La despedida de un detective literario es un evento particularmente triste, pues sus enrevesadas travesías son los retratos más auténticos de aquel mundo callejero y subterráneo que se esconde en las entrañas de toda ciudad. Allí donde solo la justicia se atreve a bajar para llevar un chispazo de luz a lo más profundo de las tinieblas urbanas. Mientras arriba en la superficie la sociedad vive el dulce sueño de la ignorancia, los detectives deben arremangarse la camisa y ensuciarse la gabardina si realmente están dispuestos a desvelar toda la verdad hasta la última página. Ellos son los “paladines de la Ley”, como bien lo definiría Watson en el epílogo que fungiría como homenaje a Holmes.

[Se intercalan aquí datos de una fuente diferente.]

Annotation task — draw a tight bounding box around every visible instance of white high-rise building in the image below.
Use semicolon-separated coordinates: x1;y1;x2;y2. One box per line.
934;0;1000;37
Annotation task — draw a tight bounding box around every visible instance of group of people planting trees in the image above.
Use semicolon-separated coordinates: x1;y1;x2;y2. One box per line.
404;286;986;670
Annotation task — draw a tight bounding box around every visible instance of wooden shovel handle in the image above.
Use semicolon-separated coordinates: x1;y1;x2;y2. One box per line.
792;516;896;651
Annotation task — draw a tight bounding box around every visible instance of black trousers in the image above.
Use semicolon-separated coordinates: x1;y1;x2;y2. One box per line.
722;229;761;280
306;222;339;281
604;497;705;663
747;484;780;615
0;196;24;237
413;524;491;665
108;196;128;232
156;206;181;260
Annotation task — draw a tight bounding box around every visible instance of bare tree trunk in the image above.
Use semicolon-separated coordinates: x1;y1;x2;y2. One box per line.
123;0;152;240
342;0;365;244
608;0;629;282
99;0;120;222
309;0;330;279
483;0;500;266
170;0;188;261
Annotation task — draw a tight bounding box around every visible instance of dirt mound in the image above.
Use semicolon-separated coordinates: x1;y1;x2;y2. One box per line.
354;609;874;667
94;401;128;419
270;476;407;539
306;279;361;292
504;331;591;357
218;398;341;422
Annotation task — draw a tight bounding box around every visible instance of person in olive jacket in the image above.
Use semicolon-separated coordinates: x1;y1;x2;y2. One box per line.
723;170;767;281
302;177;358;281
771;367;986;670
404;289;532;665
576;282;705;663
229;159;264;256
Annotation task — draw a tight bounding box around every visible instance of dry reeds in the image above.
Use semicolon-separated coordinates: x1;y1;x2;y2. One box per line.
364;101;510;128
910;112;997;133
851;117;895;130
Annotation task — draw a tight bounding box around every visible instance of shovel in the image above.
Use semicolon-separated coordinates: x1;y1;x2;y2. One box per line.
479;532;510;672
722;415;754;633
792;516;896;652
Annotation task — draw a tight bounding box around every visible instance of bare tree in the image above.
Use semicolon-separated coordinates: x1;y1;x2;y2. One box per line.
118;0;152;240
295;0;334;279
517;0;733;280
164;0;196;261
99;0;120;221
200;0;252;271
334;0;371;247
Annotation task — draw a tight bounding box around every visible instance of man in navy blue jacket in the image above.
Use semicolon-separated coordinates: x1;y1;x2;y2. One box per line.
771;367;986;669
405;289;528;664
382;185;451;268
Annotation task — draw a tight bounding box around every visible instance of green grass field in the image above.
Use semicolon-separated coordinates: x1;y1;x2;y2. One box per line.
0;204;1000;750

El próximo en decir adiós será Salvo Montalbano, el famosísimo comisario siciliano creado por el prolífico Andrea Camilleri, autor italiano que durante 25 años escribió, con religiosidad beata y muy a pesar de su ceguera, 39 tomos cortos con las aventuras de su irreverente personaje. El último de ellos, “Riccardino”, acaba de ser publicado en Italia de forma póstuma siguiendo las estrictas instrucciones que Camilleri dejó a sus editores antes de morir. Amante de la comida de su tierra y lector empedernido, Montalbano fue una apuesta por presentarle al mundo una Sicilia más allá de El Padrino, un rocambolesco agente de la justicia que planta cara a los villanos romantizados a los que Camilleri nunca dudó en criticar abiertamente.
Pero así como Montalbano sabe a pasta y pesto, muchos otros detectives de papel como él han alcanzado la inmortalidad como íconos de sus países. Solo hace falta echar un vistazo al Mario Conde de Leonardo Padura, atravesando el bochorno cubano para resolver intrincados misterios con bajo presupuesto; al Kostas Jaritos de Petros Márkaris, desentrañando complejas tramas empresariales en la Atenas moderna; a la Lisbeth Salander de Stieg Larsson, haciendo temblar a los poderosos de Suecia desde la pantalla de su computador; al Harry Hole de Jo Nesbø, sobreponiéndose a sus demonios personales para hacer de Oslo un lugar más seguro; o al Robert Langdon de Dan Brown, cuya única habilidad es saber de arte, pero que le basta para desmantelar los más sofisticados planes de cualquier sociedad secreta milenaria. Lloraremos a cada uno cuando se vayan.